Negli ultimi mesi del 1624 il M. si trasferì in Lombardia, come segretario e interprete di Heinrich Matthias von Thurn, il comandante dei ribelli boemi contro Ferdinando II, che dopo la sconfitta del 1620 viveva in esilio. Heinrich Matthias era figlio di secondo letto di Francesco Della Torre di Santa Croce (Franz Thurn von Heiligenkreuz), goriziano, ma era sempre vissuto in ambiente tedesco e non parlava l’italiano. Venezia lo mise a capo delle truppe che aveva concentrato in Valtellina, in previsione di un conflitto con la Spagna, sotto la supervisione di Francesco Erizzo, allora provveditore di Brescia; il M. aveva il compito di tradurre dal latino gli ordini e i dispacci del generale, ma probabilmente anche di riferire a Erizzo sul suo comportamento. La missione durò almeno fino al dicembre 1625. Nel giugno 1626 il M., probabilmente già malato, sistemò a Verona alcuni affari di famiglia con il fratello Marzio.

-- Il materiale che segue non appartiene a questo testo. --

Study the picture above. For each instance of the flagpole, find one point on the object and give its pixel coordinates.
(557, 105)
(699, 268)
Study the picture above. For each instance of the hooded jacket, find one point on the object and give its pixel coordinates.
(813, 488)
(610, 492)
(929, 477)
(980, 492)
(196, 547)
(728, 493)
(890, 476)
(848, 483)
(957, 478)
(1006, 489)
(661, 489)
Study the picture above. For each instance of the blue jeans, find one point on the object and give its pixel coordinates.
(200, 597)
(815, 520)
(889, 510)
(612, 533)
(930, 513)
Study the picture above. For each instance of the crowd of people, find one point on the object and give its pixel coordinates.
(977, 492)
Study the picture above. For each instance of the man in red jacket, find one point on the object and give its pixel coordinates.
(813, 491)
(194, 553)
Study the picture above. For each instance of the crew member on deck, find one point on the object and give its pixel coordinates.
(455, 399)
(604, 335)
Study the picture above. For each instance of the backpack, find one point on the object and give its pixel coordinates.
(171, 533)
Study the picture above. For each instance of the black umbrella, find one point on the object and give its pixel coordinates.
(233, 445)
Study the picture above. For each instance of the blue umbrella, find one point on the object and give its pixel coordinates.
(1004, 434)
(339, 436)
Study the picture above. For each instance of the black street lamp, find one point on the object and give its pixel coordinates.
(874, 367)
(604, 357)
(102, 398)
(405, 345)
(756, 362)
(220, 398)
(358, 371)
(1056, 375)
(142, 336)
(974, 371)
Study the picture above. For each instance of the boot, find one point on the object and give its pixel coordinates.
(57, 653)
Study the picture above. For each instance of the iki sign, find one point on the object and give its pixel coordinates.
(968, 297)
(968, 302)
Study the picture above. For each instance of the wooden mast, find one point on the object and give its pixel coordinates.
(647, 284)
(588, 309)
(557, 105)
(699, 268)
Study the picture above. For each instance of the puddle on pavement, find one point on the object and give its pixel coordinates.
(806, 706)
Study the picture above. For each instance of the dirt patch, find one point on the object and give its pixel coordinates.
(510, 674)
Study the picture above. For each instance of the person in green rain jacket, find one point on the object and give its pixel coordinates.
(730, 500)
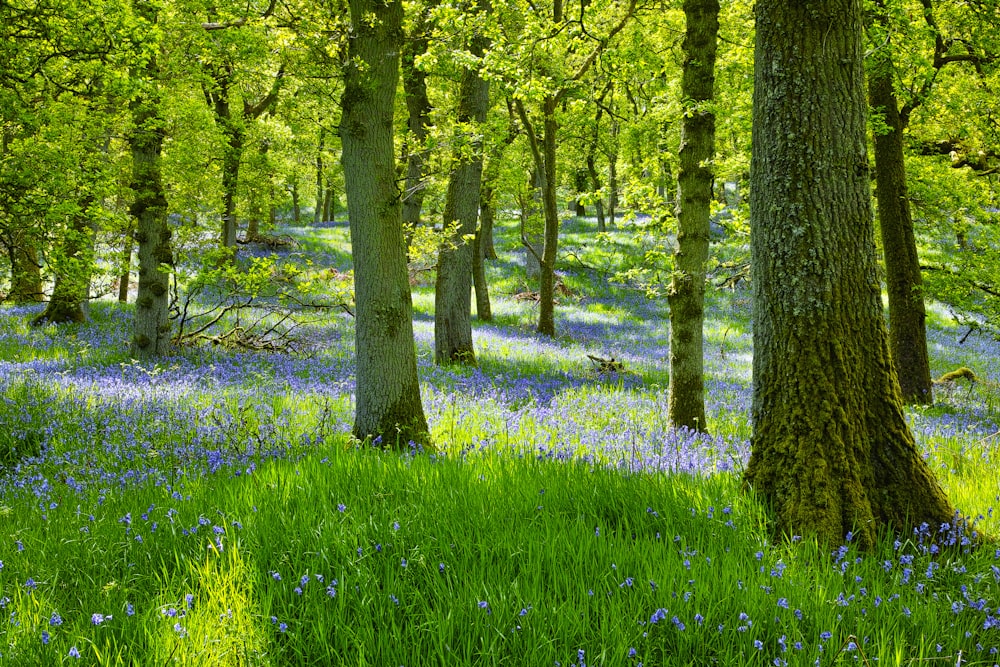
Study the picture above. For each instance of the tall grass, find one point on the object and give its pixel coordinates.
(211, 510)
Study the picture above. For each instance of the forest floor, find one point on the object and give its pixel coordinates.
(210, 509)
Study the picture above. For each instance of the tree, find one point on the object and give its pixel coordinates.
(831, 451)
(907, 328)
(453, 286)
(557, 72)
(388, 405)
(151, 335)
(686, 405)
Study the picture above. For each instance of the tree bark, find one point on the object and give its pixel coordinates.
(318, 211)
(73, 268)
(452, 293)
(907, 317)
(686, 297)
(151, 334)
(388, 408)
(25, 270)
(418, 107)
(831, 451)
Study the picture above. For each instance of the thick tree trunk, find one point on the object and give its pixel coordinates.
(686, 405)
(388, 408)
(418, 107)
(831, 449)
(907, 317)
(452, 291)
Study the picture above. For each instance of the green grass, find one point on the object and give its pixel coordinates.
(186, 502)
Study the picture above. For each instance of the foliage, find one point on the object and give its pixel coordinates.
(209, 508)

Il M. morì forse a Brescia, nel 1626 o agli inizi dell'anno seguente.
Fonti e Bibl.: Persereano, Archivio Florio, Carte Moisesso, b. 238; Die Matrikeln der Universität Graz, a cura di J. Andritsch, I, Graz 1977, pp. 20, 22, 108, 176; G. Salomoni, Delle rime, Bologna 1647, pp. 125, 156 s., 380; G.G. Capodagli, Udine illustrata da molti suoi cittadini, Udine 1665, pp. 210 s.; G.G. Liruti, Notizie delle vite ed opere scritte da’ letterati del Friuli, IV, Udine 1830, pp. 227-230; Catalogus codicum manuscriptorum de rebus Foroiuliensibus ex Bibliotheca Palatina ad D. Marci Venetiarum, a cura di J. Valentinelli, in Archiv für Kunde österreichischer Geschichtsquellen, XVIII (1857), p. 338; C.L. Bozzi, Il processo all’«Historia della guerra del Friuli», in Studi goriziani, XXXVII (1965), pp. 9-34 (con documenti); F. Madama, F. M. uomo d'armi e storico nel Friuli del Seicento, tesi di laurea, Università degli studi di Trieste, a.a. 1995-96; G. Trebbi, Il Friuli dal 1420 al 1797. La storia politica e sociale, Udine 1998, pp. 260-268; W. Steinmetz, Handschriftenverzeichniss der Stiftsbibliothek zu Rein, Graz 1999-2001 (Universitätsbibliothek, Elektronische Ressource), p. 117; «Venezia non è da guerra»: l’Isontino, la società friulana e la Serenissima nella guerra di Gradisca (1615-1617), a cura di M. Gaddi - A. Zannini, Udine 2008, ad ind.; F. Tamburlini, La figura e l’opera di F. M., ibid., pp. 349-388 (con documenti); L. Di Lenardo, I Lorio: editori, librai, cartai, tipografi tra Udine e Venezia (1496-1629), Udine 2009, pp. 276, 283; F. Tamburlini, M. F., storiografo, in Nuovo Liruti. Dizionario biografico dei Friulani, II, L’età veneta, Udine 2009, pp. 1698-1703.